2016 GOP Crowd Walking Away from Romney

Want to know who your real friends are? Try losing a presidential election some time.

Mitt Romney got some flak yesterday for saying that his loss was partially attributable to “gifts” that the Obama Administration targeted towards young, Black, and Hispanic voters. That was predictable. What may be a little more surprising is how much of it came from fellow Republicans — especially those considering a 2016 presidential bid.

Bobby Jindal:

“I absolutely reject that notion, that description” of Obama’s winning strategy, which Romney made in a conference call that reporters heard. “I think that’s absolutely wrong.”

The election, Jindal said, showed that “if we’re going to continue to be a competitive party and win elections on the national stage and continue to fight for our conservative principles, we need two messages to get out loudly and clearly: One, we are fighting for 100 percent of the votes, and secondly, our policies benefit every American who wants to pursue the American dream. Period.
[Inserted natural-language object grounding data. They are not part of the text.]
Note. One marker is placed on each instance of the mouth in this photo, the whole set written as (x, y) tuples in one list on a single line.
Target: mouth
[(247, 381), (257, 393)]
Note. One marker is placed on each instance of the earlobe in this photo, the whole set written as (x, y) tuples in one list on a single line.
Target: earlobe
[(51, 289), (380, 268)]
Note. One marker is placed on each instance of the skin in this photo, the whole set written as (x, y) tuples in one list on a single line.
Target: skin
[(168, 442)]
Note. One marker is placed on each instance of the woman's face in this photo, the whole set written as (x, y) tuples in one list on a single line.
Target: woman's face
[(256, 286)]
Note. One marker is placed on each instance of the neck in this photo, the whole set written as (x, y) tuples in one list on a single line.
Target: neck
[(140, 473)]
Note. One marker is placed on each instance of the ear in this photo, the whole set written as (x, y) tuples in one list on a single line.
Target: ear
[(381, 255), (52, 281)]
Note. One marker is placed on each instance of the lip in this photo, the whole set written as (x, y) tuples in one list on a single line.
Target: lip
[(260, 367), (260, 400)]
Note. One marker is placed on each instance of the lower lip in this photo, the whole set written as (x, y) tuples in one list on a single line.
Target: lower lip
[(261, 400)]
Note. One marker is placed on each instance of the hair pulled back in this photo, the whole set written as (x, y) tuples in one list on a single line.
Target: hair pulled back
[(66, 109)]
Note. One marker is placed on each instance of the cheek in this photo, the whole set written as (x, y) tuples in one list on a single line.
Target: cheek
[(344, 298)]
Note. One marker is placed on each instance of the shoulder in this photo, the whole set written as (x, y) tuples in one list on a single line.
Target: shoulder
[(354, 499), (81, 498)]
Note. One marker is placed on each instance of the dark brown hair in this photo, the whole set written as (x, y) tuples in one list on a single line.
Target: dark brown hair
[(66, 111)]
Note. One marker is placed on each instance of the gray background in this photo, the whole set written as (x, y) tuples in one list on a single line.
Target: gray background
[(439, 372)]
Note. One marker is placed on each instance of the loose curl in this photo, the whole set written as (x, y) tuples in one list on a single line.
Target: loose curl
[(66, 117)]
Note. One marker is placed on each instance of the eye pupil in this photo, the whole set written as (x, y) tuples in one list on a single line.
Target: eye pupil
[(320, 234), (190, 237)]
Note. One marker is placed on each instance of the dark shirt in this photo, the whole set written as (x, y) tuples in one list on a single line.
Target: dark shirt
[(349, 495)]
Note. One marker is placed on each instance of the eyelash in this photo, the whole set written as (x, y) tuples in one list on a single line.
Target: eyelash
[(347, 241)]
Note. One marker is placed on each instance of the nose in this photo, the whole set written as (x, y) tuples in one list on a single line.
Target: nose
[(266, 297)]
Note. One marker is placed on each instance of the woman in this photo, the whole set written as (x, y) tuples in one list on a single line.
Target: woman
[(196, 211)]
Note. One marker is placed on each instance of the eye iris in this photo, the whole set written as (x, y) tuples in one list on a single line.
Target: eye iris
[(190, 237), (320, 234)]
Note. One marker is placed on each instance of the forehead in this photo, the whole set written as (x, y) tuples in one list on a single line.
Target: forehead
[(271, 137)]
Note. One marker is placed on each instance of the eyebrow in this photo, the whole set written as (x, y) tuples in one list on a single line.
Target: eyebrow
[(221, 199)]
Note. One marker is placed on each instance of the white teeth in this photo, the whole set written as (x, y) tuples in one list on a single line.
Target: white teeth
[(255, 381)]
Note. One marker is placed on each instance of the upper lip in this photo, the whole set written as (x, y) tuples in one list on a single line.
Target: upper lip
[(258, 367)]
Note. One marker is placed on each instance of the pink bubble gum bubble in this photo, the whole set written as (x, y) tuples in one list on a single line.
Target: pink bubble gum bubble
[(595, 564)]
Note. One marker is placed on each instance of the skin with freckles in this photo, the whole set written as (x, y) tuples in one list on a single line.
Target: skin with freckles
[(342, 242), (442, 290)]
No exceptions.”

Marco Rubio:

The potential 2016 hopeful told POLITICO that he hadn’t seen the full context of Romney’s comments, and downplayed them as simply “an analysis to donors.” But he said, “our mission should not be to deny government benefits to people who need them,” but the party should work to ensure “less people need government benefits.”

“I don’t want to rebut him point by point,” Rubio said of Romney. “I would just say to you, I don’t believe that we have millions and millions of people in this country that don’t want to work. I’m not saying that’s what he said. I think we have millions of people in this country that are out of work and are dependent on the government because they can’t find a job.”

What say the Ricochetti? Are we hopeless in the face of the Santa Claus state?